Paul Giamatti aime les projets un peu fous. Rien d’étonnant à ce qu’il ait accepté de jouer dans Âmes en stock le premier film de Sophie Barthes, un film d’anticipation assez original qui part du postulat que la science sait désormais séparer l’âme du corps et qu’une clinique privée propose à des clients atteints de euh… vague-à-l’âme une ablation temporaire et un stockage de “l’organe” dans des coffres spéciaux…
Paul Giamatti aime aussi les rôles torturés. Et il a certainement dû s’amuser énormément à incarner… Paul Giamatti!
Dans le film, l’acteur s’apprête à jouer sur scène l’Oncle Vania de Tchekhov. Mais les répétitions n’avancent pas. L’homme se fait peu à peu envahir par le rôle, se laisse gagner par la noirceur du personnage. Il se pose des questions sur sa vie, sur son âge, son avenir et se sent sombrer dans la dépression. Alors quand son agent lui parle du programme “Soul Storage”, qui lui propose de l’alléger de son âme pour quelques semaines, le temps qu’il puisse faire son travail correctement, il finit par se laisser tenter.
L’opération est un succès, mais Paul n’est pas forcément plus satisfait : non seulement son âme ressemble à un poids chiche, mais en plus il découvre que s’il n’a plus d’idées noires et de mal-être existentiel, il est aussi complètement vide, apathique, incapable de jouer les émotions les plus élémentaires. Du coup, s’il arrive à jouer “Oncle Vania”, c’est pour en proposer une version disons peu orthodoxe…
Mais son médecin a bien une solution à lui proposer. Puisque pour jouer Tchekhov, il faut s’imprégner de la fameuse “âme russe”, on peut lui prêter une authentique âme de poète russe. La clinique participe en effet à une sorte de trafic avec un industriel de Saint-Petersbourg, qui achète leur âme à des pauvres gens pour les envoyer aux Etats-Unis par l’intermédiaire de femmes qui servent de “mules”. Et cela fonctionne : il joue Vania avec une intensité rare ! Mais l’âme qu’il porte en lui est tellement forte que son organisme la rejette et qu’il passe ses nuits hors de son domicile, à traîner son spleen… Ce qui n’est pas sans poser d’autres problèmes…

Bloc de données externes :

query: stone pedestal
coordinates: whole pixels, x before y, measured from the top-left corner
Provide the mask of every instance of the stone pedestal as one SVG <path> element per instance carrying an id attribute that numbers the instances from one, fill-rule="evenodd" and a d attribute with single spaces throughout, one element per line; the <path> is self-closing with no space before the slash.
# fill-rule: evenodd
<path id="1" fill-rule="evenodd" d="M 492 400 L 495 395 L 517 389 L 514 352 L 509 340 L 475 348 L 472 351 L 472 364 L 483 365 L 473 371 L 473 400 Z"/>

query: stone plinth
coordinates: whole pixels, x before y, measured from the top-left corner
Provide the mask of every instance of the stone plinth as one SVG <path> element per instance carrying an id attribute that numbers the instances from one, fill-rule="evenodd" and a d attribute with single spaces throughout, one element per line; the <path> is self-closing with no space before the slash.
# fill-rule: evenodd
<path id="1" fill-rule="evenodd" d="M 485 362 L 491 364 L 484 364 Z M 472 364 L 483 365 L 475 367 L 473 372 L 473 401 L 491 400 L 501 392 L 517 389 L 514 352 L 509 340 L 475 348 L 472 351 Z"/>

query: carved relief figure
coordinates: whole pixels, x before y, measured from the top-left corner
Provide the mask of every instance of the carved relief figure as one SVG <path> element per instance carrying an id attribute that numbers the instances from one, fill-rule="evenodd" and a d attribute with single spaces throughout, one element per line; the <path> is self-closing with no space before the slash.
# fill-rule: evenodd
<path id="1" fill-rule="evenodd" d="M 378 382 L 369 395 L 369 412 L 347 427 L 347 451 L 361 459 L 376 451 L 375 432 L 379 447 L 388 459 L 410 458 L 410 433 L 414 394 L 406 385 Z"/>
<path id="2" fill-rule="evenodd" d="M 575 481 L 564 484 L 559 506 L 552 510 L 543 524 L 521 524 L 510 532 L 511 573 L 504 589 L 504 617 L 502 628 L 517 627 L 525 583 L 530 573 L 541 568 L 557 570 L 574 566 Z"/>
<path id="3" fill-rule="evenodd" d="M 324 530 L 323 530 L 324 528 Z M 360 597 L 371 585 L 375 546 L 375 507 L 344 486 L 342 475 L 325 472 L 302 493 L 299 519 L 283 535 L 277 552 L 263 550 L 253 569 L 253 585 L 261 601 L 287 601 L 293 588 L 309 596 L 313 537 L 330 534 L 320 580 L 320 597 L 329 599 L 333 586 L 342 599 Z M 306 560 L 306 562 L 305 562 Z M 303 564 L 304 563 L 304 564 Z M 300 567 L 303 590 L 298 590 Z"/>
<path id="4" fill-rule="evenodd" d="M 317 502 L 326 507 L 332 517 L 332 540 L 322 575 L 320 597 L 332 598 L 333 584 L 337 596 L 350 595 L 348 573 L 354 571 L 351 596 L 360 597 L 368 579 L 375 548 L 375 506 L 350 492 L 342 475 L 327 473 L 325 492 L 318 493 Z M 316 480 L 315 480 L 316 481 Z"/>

Il veut alors récupérer son âme, tant pis… Malheureusement, elle a disparu ! Pour la récupérer Paul va devoir aller jusqu’en Russie…
L’acteur, aussi torturé que l’Harvey Pekar qu’il incarnait dans American splendor, est pour beaucoup dans la réussite de ce film assez original. Mais il n’est pas la seule source de satisfaction. Il y a le plaisir de retrouver deux actrices et un acteur magnifiques, trop rares sur les écrans : Emily Watson (il est vrai, cantonnée ici à un rôle très secondaire), Dina Korzun (jadis remarquée dans le très bon Forty Shades of blue) et David Strathairn dans un rôle de médecin spécialiste de l’âme.
Et celui de découvrir une nouvelle réalisatrice, au style déjà mature, qui réussit à entremêler délicatement ses différents genres sans jamais altérer la profondeur du sujet et confère à son film un ton très particulier, plein d’humour et empreint d’une certaine mélancolie. On pense souvent à Brad Anderson, l’un des anciens chefs de file du cinéma indépendant américain, et à ses Happy accidents, à Charlie Kaufman et ses mise en abîme vertigineuses et à Woody Allen (1), pour le côté très new-yorkais/névrosé du film.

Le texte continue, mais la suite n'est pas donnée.